Israel 2016

Israel 2016
Roman architectural influence in Bet Sean, Israel

Sunday, April 23, 2017

Canonical Reading Plan for Apr 24, 2 Kgs 9-11

Today's readings are 2 Kgs 9-11.

Elijah had been told to anoint Jehu (son of Nimshi) as king in 1 Kings 19:16 but failed to do so. Elisha takes up the charge. He sends a messenger to do the anointing with a warning to get out as soon as possible 2 Kgs 9:1-10. Apparently, as we will see, Jehu can be a little volatile. Jehu will be the only king of the Northern Kingdom that is anointed by a prophet of God.

Jehu assassinates both the king of Israel, Joram and the king of Judah, Ahaziah (2 Kgs 9:14-29). Joram is King Ahab’s son. Joram is executed on the site that once belonged to Naboth. Ahab’s wife, Jezebel, had Naboth murdered to get his vineyard for the king (1 Kgs 21:1 ff). Jehu also executes Jezebel. Before her body can be removed, dogs eat it, leaving little (2 Kgs 9:30-37). Prophecy concerning Ahab and Jezebel is precisely fulfilled.

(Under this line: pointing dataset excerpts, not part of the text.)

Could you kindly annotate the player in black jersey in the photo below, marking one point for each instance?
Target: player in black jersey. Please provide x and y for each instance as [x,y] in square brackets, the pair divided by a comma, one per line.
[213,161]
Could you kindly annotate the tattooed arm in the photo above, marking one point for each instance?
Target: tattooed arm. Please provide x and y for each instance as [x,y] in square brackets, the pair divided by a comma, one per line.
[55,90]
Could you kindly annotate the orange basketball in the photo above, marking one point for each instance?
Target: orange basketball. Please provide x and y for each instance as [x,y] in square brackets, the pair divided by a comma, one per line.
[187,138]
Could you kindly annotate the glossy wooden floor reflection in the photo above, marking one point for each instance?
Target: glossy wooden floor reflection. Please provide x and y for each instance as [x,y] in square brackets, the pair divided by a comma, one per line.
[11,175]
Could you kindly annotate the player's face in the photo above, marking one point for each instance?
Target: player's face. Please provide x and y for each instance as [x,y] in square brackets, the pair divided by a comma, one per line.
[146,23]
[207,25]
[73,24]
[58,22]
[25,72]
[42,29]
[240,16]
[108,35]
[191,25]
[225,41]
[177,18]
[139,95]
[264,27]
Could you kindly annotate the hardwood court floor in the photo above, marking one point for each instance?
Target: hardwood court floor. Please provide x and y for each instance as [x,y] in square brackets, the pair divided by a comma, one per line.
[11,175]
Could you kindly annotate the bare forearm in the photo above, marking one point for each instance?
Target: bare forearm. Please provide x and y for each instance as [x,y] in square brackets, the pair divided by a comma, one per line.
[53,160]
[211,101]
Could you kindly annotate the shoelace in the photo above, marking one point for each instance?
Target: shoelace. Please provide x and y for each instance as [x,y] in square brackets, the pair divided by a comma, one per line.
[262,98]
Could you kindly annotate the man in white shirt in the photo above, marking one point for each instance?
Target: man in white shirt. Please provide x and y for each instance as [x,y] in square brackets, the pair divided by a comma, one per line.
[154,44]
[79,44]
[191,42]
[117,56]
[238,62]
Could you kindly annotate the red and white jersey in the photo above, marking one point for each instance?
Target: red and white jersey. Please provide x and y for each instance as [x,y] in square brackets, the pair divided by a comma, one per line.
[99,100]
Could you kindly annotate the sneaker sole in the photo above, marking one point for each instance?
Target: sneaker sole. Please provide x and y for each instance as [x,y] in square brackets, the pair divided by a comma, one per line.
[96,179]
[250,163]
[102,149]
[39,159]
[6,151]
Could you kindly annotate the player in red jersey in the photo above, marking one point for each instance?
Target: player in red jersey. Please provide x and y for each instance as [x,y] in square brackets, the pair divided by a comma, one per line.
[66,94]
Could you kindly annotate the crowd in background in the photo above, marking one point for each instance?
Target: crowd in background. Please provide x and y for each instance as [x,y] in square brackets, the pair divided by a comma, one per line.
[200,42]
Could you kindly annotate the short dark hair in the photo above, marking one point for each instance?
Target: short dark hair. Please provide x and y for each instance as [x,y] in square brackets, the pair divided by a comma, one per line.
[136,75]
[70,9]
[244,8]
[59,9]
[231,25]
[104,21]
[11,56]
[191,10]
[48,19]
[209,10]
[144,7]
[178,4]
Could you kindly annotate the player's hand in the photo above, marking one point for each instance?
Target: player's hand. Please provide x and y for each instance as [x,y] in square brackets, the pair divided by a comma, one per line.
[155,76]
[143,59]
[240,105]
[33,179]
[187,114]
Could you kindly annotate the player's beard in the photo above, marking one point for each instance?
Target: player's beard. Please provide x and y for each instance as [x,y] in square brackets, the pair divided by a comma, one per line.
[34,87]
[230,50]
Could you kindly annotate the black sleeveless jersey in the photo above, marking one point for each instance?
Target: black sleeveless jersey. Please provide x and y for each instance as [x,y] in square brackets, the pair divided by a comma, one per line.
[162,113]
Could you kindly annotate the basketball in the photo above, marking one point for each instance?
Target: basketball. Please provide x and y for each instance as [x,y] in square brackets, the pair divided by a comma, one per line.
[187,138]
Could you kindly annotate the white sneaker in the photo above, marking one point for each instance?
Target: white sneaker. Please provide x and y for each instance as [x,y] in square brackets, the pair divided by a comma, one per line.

The prophecies concerning Ahab and Ahaziah had been that both families would be wiped out. Jehu eliminates all of Ahab’s family in 2 Kgs 10:1-17. The prophecy about Ahab’s family was handed down multiple times. It was given by Elijah in 1 Kgs 21:20-24, 29, then again by Elisha’s messenger in 2 Kgs 9:7-10. In the process of eliminating Ahab’s family, Jehu also massacres Ahaziah’s family (2 Kgs 10:12-14) and all the worshippers of Baal (2 Kgs 10:18-27). Jehu is cleaning house and doing it with zeal!

The sins of the fathers, in this case, evil kings from both kingdoms, have been brought down on their entire families and the courts as well. We learn that there are no “private sins” that have no impact on those around us. This is why God calls for His people to strive for holiness. Any sin one commits affects the entire body. Ahab’s story and Ahaziah’s as well, are brutal but what’s brutal are not God’s actions—but the effects of sin.

Jehu reigns in Israel but is not thorough in eliminating idol worship by leaving golden calves in Bethel and Dan (2 Kgs 10:28-31). Nor is he completely committed to obeying God’s commandments (2 Kgs 10:31). Apparently, Jehu has not learned the lesson about Ahab’s and Ahaziah’s family and the devastation unrepentant sin can bring. Nonetheless, Jehu is the recipient of God's grace and is honored in Scripture among the kings of Israel (2 Kgs 10:30). God is merciful.

However, Jehu’s lack of total commitment comes with a price. Israel begins to lose territory. The first areas to go are the ones east of the Jordan river, where the tribes of Reuben, Gad and the half-tribe of Manasseh settled (2 Kgs 10:32-33). They were the tribes that settled for land other than the Promised Land, which was west of the Jordan.
In 2 Kings 11:1, we see the story of Athaliah, the Judean counterpart to Jezebel. She tries to destroy all the descendants of David, but God has promised David that one of his descendants would always occupy the throne. God makes good on His promise by protecting and preserving one young boy, Joash (2 Kgs 11:2-3).

Jehoiada the priest not only protects Joash but crowns him king (2 Kgs 11:4-12).  The priest has Athaliah executed along with her followers (2 Kgs 11:13-16). Because of the work of Jehoiada and the fact that Joash becomes a godly king, there is peace in Judah (2 Kgs 11:17-20. Notice, when the king and the priest are devoted to God and His word, there is peace. One day, both offices will be filled by one person, Jesus Christ, who will bring a peace that goes beyond understanding.